Attracted to aerospace by science fiction
Ward-Maxwell says the sense of adventure of human space exploration often drives young people toward a career in the sciences, even if they never come close to a rocket themselves. Canadian astronauts and the world-leading Canadarm robotic technology that the country will contribute to the Lunar Gateway
project to go back to the moon remind them they are part of the space effort.

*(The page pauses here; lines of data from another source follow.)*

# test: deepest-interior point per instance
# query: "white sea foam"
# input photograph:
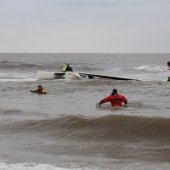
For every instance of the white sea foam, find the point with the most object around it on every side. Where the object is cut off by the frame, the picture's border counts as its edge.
(5, 77)
(152, 68)
(33, 166)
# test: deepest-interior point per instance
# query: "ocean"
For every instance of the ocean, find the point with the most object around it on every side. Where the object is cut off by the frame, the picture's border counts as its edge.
(64, 130)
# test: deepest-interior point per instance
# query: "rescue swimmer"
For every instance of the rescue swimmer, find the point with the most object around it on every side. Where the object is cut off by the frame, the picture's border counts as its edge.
(115, 99)
(39, 90)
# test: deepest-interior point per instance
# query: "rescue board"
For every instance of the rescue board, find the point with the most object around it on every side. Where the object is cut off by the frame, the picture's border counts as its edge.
(103, 76)
(43, 75)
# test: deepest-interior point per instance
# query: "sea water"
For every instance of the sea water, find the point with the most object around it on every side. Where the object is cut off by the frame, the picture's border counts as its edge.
(65, 130)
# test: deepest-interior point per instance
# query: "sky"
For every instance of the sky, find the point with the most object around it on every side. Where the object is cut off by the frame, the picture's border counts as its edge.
(85, 26)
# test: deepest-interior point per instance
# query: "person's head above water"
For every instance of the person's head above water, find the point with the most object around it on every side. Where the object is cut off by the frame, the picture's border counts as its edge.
(114, 91)
(39, 87)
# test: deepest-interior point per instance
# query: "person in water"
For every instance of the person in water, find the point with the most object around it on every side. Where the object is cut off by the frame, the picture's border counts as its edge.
(39, 90)
(115, 99)
(168, 63)
(67, 68)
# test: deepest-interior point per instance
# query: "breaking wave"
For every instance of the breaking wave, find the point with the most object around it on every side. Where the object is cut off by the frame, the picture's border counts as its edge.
(111, 127)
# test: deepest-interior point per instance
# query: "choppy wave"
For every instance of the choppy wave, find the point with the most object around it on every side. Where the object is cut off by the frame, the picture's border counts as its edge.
(152, 68)
(9, 65)
(111, 127)
(15, 76)
(32, 166)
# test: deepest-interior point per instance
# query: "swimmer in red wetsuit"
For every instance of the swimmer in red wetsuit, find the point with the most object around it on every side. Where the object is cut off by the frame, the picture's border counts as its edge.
(114, 98)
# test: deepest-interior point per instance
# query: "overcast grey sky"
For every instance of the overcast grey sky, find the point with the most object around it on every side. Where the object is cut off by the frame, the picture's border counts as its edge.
(87, 26)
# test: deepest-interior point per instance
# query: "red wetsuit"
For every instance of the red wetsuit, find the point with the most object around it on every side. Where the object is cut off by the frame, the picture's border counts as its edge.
(116, 100)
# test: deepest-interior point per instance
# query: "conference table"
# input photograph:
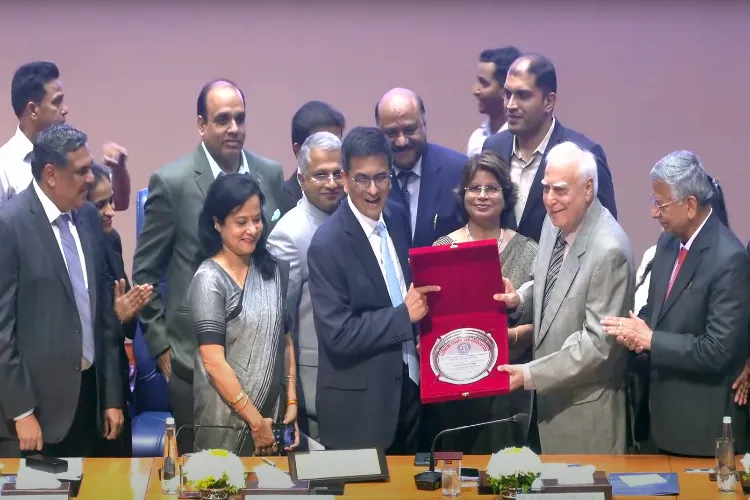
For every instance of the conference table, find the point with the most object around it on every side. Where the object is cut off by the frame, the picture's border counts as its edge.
(138, 478)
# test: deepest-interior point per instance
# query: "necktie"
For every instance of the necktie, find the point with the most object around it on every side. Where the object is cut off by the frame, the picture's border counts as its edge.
(555, 264)
(409, 349)
(680, 259)
(403, 178)
(75, 272)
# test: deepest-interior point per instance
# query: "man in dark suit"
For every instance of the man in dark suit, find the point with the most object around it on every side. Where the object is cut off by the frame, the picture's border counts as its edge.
(424, 174)
(530, 96)
(310, 118)
(368, 370)
(59, 357)
(694, 325)
(169, 237)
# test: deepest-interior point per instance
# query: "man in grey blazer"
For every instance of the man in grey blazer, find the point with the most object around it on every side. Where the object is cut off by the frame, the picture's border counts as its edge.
(320, 176)
(60, 373)
(169, 237)
(584, 272)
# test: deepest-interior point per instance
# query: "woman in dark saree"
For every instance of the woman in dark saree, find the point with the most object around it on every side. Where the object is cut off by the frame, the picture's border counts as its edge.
(128, 301)
(245, 368)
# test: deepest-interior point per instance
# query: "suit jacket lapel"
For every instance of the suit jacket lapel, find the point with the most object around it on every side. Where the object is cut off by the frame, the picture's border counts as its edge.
(362, 250)
(401, 246)
(43, 228)
(661, 271)
(204, 176)
(89, 256)
(693, 259)
(536, 191)
(429, 192)
(569, 269)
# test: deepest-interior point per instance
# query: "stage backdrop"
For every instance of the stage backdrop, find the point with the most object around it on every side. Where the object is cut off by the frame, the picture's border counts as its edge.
(641, 78)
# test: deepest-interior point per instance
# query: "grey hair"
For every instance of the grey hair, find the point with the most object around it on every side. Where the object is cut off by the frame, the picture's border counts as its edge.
(52, 146)
(684, 173)
(319, 140)
(570, 152)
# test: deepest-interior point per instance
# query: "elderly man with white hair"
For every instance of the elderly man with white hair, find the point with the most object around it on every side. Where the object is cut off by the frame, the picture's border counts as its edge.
(694, 325)
(584, 272)
(321, 177)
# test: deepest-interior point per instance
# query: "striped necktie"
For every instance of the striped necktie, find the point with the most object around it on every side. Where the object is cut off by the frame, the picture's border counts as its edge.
(555, 264)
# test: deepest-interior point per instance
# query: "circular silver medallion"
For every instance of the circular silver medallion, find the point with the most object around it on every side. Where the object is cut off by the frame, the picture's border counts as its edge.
(463, 356)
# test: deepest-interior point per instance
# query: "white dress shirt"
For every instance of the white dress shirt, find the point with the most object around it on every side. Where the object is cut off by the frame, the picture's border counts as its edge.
(52, 213)
(368, 226)
(216, 169)
(523, 170)
(477, 138)
(15, 169)
(412, 186)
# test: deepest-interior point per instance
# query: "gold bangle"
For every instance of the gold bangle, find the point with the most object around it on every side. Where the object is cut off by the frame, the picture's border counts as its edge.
(238, 398)
(247, 400)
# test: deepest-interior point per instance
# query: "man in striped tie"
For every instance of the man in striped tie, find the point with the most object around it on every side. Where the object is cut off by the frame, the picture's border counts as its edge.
(60, 375)
(584, 273)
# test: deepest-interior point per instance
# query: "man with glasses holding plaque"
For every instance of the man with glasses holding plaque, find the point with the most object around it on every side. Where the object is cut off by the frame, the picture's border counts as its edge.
(321, 178)
(365, 309)
(584, 273)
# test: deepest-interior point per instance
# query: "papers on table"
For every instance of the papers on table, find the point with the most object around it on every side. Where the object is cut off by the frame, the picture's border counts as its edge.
(644, 484)
(331, 464)
(29, 478)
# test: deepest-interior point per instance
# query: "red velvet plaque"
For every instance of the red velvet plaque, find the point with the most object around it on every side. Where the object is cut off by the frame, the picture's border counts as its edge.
(464, 337)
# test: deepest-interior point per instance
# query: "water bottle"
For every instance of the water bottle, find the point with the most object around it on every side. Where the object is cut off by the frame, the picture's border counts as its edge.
(170, 469)
(726, 469)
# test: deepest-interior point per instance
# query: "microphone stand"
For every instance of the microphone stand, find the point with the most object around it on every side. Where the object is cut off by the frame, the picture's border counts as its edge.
(431, 480)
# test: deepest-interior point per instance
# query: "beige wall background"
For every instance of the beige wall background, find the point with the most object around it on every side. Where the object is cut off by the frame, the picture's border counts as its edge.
(641, 78)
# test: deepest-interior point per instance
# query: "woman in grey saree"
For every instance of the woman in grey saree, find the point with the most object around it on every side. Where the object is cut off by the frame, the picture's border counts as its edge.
(245, 370)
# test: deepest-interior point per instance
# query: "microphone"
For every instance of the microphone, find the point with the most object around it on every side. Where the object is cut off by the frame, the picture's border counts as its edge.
(431, 480)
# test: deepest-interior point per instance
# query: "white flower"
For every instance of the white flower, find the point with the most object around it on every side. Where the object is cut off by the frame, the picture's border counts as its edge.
(214, 463)
(514, 461)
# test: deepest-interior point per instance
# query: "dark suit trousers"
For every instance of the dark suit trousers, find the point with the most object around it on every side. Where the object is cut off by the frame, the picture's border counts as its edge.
(181, 407)
(407, 432)
(79, 442)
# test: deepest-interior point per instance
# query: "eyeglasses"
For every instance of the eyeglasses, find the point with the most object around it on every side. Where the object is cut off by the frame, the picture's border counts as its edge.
(660, 208)
(337, 177)
(363, 181)
(491, 191)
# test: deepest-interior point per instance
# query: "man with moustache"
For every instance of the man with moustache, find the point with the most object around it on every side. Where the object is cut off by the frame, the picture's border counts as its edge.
(489, 90)
(39, 101)
(321, 177)
(424, 174)
(533, 130)
(584, 273)
(365, 309)
(60, 372)
(693, 329)
(311, 117)
(169, 237)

She and Erin Gregory, space historian at the Canadian Aviation and Space Museum in Ottawa, can each rattle off long lists of economic benefits of space
, from research on bone loss to the creation of the micro-camera technology that allows us to take selfies.
Gregory points out that the size of the space economy is expected to triple over the next 20 years as the private sector takes a bigger role.
Except for Shepherd, the people interviewed for this story, like Musk himself, were attracted to aerospace by science fiction  something they say is common to many people in the business of space.
“I’m a huge Star Trek nerd,” said Gregory.
Tovee says she was known in university as someone who could relate an entire Star Trek episode by seeing the first 10 seconds. For Ward-Maxwell, it was more Star Wars.
That interest even extends to Space Force, the science-fiction comedy launching on Netflix today that satirizes U.S. President Donald Trump’s creation of a new branch of the military
, even though it may not be the best inspiration for additional space funding.
“I have Space Force in my queue to watch,” said Ward-Maxwell.